Der CAM-Reaktionsweg ähnelt dem der C4-Pflanzen: In beiden Fällen wird das
Kohlendioxid zunächst in organische Zwischenprodukte eingebaut und gelangt erst dann in
den Calvin-Zyklus. Der Unterschied besteht darin, dass die ersten Schritte der KohlenstoffFixierung bei den C4-Pflanzen räumlich vom Calvin-Zyklus getrennt sind, während bei
CAM-Pflanzen beide Prozesse zu unterschiedlichen Zeiten ablaufen.

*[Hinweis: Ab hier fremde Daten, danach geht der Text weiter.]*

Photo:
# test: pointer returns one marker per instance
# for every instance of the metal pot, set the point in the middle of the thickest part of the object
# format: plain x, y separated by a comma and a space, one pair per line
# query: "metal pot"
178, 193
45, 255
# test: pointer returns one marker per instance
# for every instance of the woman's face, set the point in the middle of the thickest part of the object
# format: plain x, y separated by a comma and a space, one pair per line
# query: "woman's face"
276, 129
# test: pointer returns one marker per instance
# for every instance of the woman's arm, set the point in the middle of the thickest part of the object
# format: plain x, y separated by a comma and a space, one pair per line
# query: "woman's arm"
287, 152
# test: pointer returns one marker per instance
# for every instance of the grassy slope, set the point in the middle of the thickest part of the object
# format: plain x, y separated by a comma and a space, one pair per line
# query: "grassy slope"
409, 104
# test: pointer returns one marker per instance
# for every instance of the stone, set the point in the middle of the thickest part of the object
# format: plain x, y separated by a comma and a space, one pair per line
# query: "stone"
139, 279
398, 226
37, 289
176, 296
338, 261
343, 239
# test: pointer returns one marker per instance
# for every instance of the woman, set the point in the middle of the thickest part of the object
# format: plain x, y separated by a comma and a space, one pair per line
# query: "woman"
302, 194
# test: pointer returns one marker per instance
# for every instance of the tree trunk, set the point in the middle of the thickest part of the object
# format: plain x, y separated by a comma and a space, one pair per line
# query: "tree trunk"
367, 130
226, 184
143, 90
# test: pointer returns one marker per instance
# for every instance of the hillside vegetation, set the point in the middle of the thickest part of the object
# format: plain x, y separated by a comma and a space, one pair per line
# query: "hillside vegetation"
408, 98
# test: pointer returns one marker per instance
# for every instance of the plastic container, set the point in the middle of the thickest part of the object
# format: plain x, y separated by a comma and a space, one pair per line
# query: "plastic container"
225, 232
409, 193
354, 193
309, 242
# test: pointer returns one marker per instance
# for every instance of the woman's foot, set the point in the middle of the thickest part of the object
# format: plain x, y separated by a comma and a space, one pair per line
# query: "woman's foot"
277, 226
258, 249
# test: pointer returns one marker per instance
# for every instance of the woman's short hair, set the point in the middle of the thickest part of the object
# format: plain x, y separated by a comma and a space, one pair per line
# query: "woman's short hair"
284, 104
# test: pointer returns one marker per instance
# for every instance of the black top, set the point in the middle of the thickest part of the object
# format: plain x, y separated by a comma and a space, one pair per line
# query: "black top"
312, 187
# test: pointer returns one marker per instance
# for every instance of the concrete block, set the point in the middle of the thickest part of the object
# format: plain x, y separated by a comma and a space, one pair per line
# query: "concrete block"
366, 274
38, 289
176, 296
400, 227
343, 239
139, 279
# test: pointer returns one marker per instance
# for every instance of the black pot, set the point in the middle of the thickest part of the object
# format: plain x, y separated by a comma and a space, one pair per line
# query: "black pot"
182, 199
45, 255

10.8 Die Photosynthese ist die Stoffwechselgrundlage der Biosphäre: Eine
Übersicht
Wie sieht das weitere Schicksal der Photosyntheseprodukte aus? Der in den Chloroplasten
erzeugte Zucker wird enzymatisch weiter zu Saccharose (Transportform) und Stärke
(Speicherform) aufgebaut und versorgt die gesamte Pflanze mit chemischer Energie und
Kohlenstoffgerüsten für die Synthese aller organischen Verbindungen durch die Zellen. Etwa
die Hälfte des organischen Materials, das durch die Photosynthese entsteht, wird in den
Mitochondrien der Pflanzen als Betriebsstoff für die Zellatmung verbraucht. Ein Teil der
Produkte geht oft durch die Photorespiration verloren.
Genaugenommen sind die grünen, chlorophyllhaltigen Zellen die einzigen autotrophen Teile
der Pflanzen. Alle übrigen Teile sind auf die organischen Moleküle angewiesen, die über die
Leitbündel aus den Blättern abtransportiert werden.
Überschüssiges organisches Material wird in Form von Stärke, Ölen und Proteinen in
Blättern, Wurzeln, Knollen, Samen und Früchten gespeichert. Einen grossen Teil dieses
organischen Materials verbrauchen die heterotrophen Lebewesen.